On January 22, Cicilia Krohling Peruzzo was invited to a doctoral seminar “Popular, community and alternative communication. Resistance and the right to communication”, organized by the doctoral program in Communication Studies: Technology, Culture and Society. The University of Rio de Janeiro researcher discussed forms of “counter-communication” developed by social movements.
According to Cicilia Peruzzo, Brazil is a country of immense inequalities, warning of malnutrition and violence, as well as racial and gender discrimination. “The problem goes from one century to another, from one decade to another” so it is essential to understand the contradictions of classes, added the visiting professor at the Graduate Program in Social Communication at the State University of Rio de Janeiro.

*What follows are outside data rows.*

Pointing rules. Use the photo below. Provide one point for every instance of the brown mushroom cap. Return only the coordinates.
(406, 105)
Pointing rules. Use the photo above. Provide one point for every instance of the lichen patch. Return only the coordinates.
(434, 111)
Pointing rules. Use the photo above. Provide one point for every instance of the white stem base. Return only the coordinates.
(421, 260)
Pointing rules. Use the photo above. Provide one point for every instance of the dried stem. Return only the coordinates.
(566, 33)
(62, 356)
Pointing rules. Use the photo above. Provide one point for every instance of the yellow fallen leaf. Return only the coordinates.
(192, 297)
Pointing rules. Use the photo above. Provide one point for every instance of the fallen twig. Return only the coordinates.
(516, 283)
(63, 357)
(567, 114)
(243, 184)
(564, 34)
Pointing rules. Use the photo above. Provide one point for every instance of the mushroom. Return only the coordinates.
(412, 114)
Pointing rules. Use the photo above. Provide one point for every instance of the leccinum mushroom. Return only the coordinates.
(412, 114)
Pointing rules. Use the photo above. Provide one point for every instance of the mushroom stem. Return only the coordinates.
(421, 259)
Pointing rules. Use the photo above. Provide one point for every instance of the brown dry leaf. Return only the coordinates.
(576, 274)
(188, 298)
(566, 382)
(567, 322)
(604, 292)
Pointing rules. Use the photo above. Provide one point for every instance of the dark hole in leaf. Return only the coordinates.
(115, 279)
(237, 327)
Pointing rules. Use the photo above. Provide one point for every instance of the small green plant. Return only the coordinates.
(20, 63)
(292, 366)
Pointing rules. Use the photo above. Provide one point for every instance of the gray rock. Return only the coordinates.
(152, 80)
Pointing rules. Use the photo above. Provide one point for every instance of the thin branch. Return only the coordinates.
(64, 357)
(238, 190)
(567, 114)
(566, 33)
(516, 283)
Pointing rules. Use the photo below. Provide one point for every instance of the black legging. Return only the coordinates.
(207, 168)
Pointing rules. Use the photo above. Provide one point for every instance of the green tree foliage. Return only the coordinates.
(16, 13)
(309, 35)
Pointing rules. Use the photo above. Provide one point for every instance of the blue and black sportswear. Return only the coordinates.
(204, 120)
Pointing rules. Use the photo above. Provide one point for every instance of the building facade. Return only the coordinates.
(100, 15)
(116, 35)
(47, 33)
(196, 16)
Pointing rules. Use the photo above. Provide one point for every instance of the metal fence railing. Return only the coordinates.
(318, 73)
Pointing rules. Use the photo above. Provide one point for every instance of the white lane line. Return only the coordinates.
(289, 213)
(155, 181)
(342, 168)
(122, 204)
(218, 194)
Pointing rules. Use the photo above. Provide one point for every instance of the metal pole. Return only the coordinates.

Despite the contradictions and conflicts, the researcher stresses that there are Brazilian entities that strive to reduce these problems and promote change. These social movements aim to achieve better conditions, develop knowledge and “foster the capacity for social mobilization and intervention to avoid influence”. And it is such social movements that shape what Cicilia Peruzzo calls “counter-communication”.
To address this concept, the Brazilian researcher spoke of popular, community and alternative communication as a “counter-communication”, which distances itself from the traditional formats and content of communication, in ideological politics, in production strategies, in active participation, in freedom of expression and the sources of information heard. Individuals are not limited to the “role of recipient, but also of content producer”, explains Cicilia Peruzzo.
Before finishing this doctoral seminar, there was still time for a brief debate in which the researcher challenged the participants to think about this new form of communication.